The presidential vote revealed widespread voter disaffection with the entire East Timorese political establishment. No candidate received more than 30 percent support. Fretilin’s vote was significantly lower than the 57 percent of the vote it won in constituent assembly elections held in 2001. The decline reflects disillusionment with the realities of life following East Timor’s so-called independence. Fretilin promised its supporters that formal independence, granted in 2002, would set the stage for national economic development and raised living standards for the population.

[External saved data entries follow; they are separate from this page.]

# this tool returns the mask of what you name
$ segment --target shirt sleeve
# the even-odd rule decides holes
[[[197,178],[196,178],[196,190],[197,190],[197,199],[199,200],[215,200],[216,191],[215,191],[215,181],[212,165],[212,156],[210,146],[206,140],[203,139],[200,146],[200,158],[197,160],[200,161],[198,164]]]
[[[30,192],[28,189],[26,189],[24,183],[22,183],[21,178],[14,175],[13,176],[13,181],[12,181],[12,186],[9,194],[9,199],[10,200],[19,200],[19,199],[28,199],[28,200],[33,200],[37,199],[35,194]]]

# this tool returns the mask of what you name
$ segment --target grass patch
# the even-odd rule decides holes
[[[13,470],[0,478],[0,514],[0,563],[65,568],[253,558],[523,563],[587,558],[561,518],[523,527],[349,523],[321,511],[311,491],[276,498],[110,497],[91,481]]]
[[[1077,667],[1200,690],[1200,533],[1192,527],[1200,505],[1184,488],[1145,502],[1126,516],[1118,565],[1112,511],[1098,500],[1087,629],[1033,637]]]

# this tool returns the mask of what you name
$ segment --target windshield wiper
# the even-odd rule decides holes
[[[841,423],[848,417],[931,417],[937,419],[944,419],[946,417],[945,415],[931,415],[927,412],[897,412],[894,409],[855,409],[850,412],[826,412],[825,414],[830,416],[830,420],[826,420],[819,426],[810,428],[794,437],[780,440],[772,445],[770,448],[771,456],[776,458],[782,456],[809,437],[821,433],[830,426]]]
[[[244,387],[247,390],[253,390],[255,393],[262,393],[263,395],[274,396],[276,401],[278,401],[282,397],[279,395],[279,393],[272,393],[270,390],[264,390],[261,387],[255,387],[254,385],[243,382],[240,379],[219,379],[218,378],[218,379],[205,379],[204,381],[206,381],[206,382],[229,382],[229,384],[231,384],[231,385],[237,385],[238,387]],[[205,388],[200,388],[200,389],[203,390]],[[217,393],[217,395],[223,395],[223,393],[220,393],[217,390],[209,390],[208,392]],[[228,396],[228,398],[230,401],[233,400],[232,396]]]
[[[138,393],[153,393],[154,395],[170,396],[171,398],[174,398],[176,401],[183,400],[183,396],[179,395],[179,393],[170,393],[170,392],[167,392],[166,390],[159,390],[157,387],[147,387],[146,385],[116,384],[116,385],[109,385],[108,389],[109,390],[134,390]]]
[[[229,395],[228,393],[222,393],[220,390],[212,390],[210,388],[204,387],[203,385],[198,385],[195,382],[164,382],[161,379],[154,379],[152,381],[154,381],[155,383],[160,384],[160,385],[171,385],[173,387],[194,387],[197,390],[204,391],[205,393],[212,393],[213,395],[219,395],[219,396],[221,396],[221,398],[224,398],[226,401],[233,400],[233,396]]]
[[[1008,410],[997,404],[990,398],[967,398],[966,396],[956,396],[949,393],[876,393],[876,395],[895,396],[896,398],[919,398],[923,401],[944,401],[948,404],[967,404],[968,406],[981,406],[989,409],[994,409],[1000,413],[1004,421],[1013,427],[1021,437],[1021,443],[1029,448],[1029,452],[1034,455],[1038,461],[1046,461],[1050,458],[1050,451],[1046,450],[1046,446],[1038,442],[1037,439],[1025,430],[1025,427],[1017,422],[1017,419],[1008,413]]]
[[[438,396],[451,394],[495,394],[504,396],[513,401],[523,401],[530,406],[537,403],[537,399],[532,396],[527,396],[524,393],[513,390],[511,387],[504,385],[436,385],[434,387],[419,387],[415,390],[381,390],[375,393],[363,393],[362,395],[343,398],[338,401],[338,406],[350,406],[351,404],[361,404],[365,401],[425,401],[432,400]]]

This has been exposed as an illusion. While “independence” has benefited a tiny layer of the East Timorese elite, ordinary people continue to suffer from extreme poverty. According to the World Bank, more than 20 percent of the population lives on less than a dollar a day, and unemployment in urban areas is more than 40 percent. Tens of thousands of people displaced during last year’s unrest still live in squalid refugee camps.
Ramos-Horta attempted to capitalise on Fretilin’s record by presenting himself as a “president for the poor”. Both he and Xanana Gusmao promised to spend oil revenues on social programs aimed at reducing poverty and unemployment. Pledging to pay $US40 a month in pensions to the poorest 100,000 East Timorese, Ramos-Horta accused Alkatiri of being a “fiscal conservative”.
The Fretilin government earlier agreed to International Monetary Fund demands that oil and gas revenues be locked away in an investment fund, supposedly in order to prevent corruption and wasteful spending. The real purpose, however, was to provide a means through which Australia and other countries could avoid providing adequate levels of aid money to East Timor. Fretilin’s implementation of this measure demonstrated the pro-business nature of their program, which belied allegations levelled by right-wing elements in East Timor and sections of the Australian media that the party was “Marxist”.
Ramos-Horta’s populist pitch on the oil fund fell flat, however. The candidate received just 22 percent of the vote, despite his constant promotion in the Australian media as a political colossus and despite receiving Canberra and Washington’s political, and probably financial, backing. Behind Ramos-Horta’s appeal to the poor lay a clear appeal to international investors and Timorese business interests. He promised to eliminate virtually all business taxes and impose a flat income tax of 10 per cent in order to “make East Timor a fiscal paradise, next only to Hong Kong, that would attract investors from Australia and the entire region”.
It remains unclear whether Ramos-Horta will receive the backing of the losing six candidates’ supporters in the run-off ballot. While most of the candidates are adamantly anti-Fretilin, Ramos-Horta is widely regarded as an opportunist and a self-serving manoeuvrer. Some of the minor candidates have threatened to boycott the second round unless the preliminary results of the initial vote are revised. Whatever the outcome, none of the problems affeting East Timor’s working class and rural poor will be resolved.